There are all sorts of factors that motivate people to get involved as a volunteer.
For many there is a genuine concern for the well-being of others and a belief that to get the most out of life, you need to contribute fully to society. However, there are other less obvious reasons why you might choose to volunteer and it is understandable to think about what you personally might get from this experience. Some of the benefits of volunteering include
- a chance to develop existing skills or to gain new ones
- the experience of working in a different environment
- the opportunity to learn more about yourself and your capabilities, and gain more self-confidence
- the potential for relevant vocational training which could lead to a recognised qualification
- the chance to develop your networking skills by making new friends and developing contacts
- an insight into the work of a particular sector
- the intrinsic satisfaction of contributing to something you feel is worthwhile and which will be valued
- additional material for your CV and future job applications.
According to the Institute for Volunteering Research, most OU students who volunteer gain a sense of satisfaction from their involvement, a broader experience of life, and an opportunity to meet new people and make friends.

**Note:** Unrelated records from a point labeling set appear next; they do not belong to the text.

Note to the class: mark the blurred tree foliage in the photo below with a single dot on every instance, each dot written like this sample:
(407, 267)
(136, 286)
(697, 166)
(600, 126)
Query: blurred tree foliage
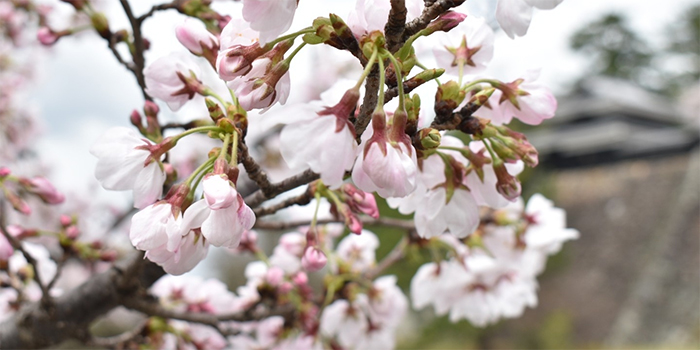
(618, 51)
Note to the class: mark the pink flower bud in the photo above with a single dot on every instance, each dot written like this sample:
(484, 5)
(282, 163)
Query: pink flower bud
(301, 278)
(507, 185)
(15, 230)
(44, 189)
(274, 276)
(72, 232)
(135, 119)
(314, 259)
(46, 36)
(286, 287)
(6, 249)
(66, 220)
(194, 36)
(151, 109)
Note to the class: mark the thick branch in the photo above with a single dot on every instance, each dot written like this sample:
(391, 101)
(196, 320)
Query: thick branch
(275, 189)
(368, 103)
(32, 327)
(429, 13)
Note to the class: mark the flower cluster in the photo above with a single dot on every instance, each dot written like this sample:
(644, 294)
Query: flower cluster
(439, 150)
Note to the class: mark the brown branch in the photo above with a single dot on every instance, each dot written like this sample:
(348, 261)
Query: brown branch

The national charity Timebank says that many volunteers find the experience challenging, and that in itself helps them to acquire the skills to face other difficulties in their lives.
What OU students say
An inside view
I volunteered two days a week for the charity Action for Sustainable Living. This gave me an inside knowledge of the charity and I built a strong relationship with staff members. When paid roles were made available, I had a clear advantage over other applicants.
A boost for the CV
I’m a treasurer of a youth football team, which I find very rewarding as well as tiring and time consuming. Trying to fit in my job, my OU course and this voluntary work is really stretching me! I would recommend anyone looking for work experience to try volunteering as a means of adding depth to your CV.
A gateway to new roles
Although I am now paid, I started my career as a volunteer advocate whilst working as computer programmer. This facilitated a change into the world of social care and gave me the disability awareness I needed to change roles.
I think that a lot of people start volunteering as a way of coping with a big – sometimes very unwelcome – change in their lives. Obviously, volunteers greatly help those they work for, but it quickly became apparent to me that I was getting a great deal more benefit from volunteering than I had ever expected. During the hard times especially, it was a real life-saver to have something else to think about and also the support of those around me.